Structural transformation of our economy would require a rupture with our semi-colonial growth path of excessive dependence on exporting our mineral resources; building our manufacturing sector, ensuring industrial diversification, and promoting a far higher employment intensity of economic growth.

Additional employment scenarios would combine active macroeconomic policy coordination with an aggressive industrial policy, public employment and a social protection floor, resulting in a far greater absorption of the unemployed.
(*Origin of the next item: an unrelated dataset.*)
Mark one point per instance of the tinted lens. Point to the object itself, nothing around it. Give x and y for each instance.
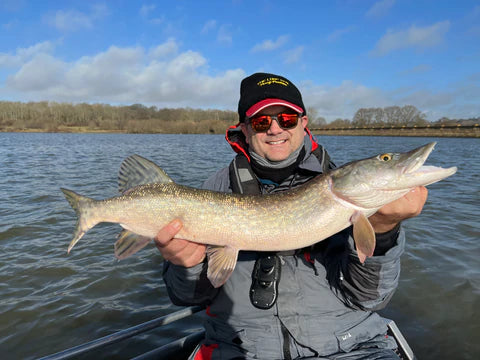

International and South African evidence show that this economic policy combination can significantly raise the employment multipliers of public and private investment. It is widely understood that investment in productive activity (with a strong bias towards labour intensity), and infrastructure, can have high employment multipliers. However, it is less commonly realised that cash transfers have been shown to have high economic multipliers with strong employment impacts, particularly in developing and unequal societies.

Dual advantage

Addressing the scale of the employment challenge through a deliberate combination of these economic policy tools would have the dual advantage of large-scale employment creation and providing a public employment and social protection floor for those unable to be absorbed in formal employment.

Yes, we need to appreciate the nature of the challenges (and opportunities) arising from the volatile global environment, and the emergence of greater multipolarity, as well as the impact of new technologies and AI on employment. At the same time, we must be bold in our ambitions to confront the real scale of our employment challenge, and create the economic policy scaffolding to ensure that we unleash the productive potential of our country and our people. DM

Duma Gqubule is an adviser on economic development and transformation. Neil Coleman is the Institute for Economic Justice Senior Policy Specialist and Co-Founder.